The key drivers of Evli's strategy, international sales and alternative investment products, showed a mixed performance during the quarter. International sales, with Evli's Nordic corporate bond funds at its core, suffered from rising interest rates in the early part of the year and increased uncertainty due to the war in Ukraine. Redemptions by international clients totalled EUR 300 million and international clients accounted for 23 percent (23%) of Evli's total fund capital, including alternative investment products. In the first quarter, alternative investment products were sold for a total of EUR 126 million (EUR 73 million). Sales were spread across several funds, with the largest subscriptions being for Evli Private Equity I and Evli Private Equity III (around EUR 60 million in total), Evli Residential II (around EUR 17 million) and Evli Impact Forest I (around EUR 13 million).
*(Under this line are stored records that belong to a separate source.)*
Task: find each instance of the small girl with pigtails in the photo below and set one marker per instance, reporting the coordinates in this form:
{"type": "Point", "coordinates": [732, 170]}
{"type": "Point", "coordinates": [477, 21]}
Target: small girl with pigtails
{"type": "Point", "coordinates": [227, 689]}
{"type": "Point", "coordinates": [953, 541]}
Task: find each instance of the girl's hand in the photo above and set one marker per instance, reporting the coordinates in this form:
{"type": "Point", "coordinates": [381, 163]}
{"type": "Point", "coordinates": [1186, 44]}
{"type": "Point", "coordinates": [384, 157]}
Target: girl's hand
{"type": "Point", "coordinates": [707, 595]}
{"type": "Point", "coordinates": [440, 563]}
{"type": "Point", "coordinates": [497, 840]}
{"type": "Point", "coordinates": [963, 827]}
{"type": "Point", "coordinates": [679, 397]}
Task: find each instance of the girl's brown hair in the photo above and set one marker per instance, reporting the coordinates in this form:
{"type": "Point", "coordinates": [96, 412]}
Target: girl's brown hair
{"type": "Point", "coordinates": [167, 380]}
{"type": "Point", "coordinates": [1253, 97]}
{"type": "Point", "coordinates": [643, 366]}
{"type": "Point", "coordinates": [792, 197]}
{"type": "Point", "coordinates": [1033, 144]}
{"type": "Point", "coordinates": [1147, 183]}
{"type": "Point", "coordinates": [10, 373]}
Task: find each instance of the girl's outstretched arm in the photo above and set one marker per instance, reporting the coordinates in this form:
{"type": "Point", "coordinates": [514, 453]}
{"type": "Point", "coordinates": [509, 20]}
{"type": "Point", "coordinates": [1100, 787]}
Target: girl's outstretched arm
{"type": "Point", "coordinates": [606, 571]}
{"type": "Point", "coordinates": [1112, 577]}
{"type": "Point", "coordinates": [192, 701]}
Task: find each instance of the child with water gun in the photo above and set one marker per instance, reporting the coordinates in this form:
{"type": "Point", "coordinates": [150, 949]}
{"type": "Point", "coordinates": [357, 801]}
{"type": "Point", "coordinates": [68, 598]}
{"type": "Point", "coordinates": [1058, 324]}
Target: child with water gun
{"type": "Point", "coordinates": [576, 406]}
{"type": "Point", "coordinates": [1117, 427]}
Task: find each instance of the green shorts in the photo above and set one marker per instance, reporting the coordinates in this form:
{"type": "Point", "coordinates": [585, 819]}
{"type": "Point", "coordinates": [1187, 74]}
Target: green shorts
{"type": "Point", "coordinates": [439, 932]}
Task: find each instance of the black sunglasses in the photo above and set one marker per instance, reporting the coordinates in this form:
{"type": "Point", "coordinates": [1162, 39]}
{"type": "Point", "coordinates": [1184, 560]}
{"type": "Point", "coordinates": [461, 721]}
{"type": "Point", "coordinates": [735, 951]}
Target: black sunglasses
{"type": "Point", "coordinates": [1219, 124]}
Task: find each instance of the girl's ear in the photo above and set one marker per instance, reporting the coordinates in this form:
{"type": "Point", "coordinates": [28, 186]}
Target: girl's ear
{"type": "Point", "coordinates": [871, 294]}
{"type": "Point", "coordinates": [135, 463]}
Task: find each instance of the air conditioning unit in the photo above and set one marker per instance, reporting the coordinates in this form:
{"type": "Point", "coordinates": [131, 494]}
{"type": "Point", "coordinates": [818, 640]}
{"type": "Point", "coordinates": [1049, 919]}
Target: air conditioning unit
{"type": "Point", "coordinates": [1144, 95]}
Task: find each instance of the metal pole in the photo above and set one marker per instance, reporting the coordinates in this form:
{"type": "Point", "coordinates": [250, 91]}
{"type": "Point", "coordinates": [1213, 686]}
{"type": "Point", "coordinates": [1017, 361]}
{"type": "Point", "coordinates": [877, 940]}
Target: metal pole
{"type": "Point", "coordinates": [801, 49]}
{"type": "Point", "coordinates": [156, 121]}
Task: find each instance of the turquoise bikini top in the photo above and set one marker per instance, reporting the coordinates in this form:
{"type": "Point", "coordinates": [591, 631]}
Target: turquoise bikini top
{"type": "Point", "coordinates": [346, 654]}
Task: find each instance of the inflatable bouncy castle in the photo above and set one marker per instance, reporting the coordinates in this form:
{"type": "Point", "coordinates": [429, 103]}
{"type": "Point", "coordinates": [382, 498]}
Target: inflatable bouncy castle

We expect demand for alternative investment products to remain strong for the rest of the year.
During the first quarter, we continued our systematic work to develop responsible investment under the leadership of our new Head of Sustainability, Petra Hakamo, who was appointed on January 1, 2022. Human rights and biodiversity were key themes for development. Climate work continued in line with the 2021 roadmap of climate targets, and our already diverse client reporting on responsibility was expanded in terms of governance and sustainability metrics. Following Russia's invasion in Ukraine, Evli decided to exclude Russia-related investment targets from its investments. Evli also complies with all sanctions against Russia.
After the review period, on April 22, 2022, we announced a letter of intent under which Evli Plc and EAB Group Plc will explore the possibility of combining their operations. The parties aim to sign a merger agreement and other transaction agreements during May 2022. The planned merger is expected to be implemented during the fall 2022.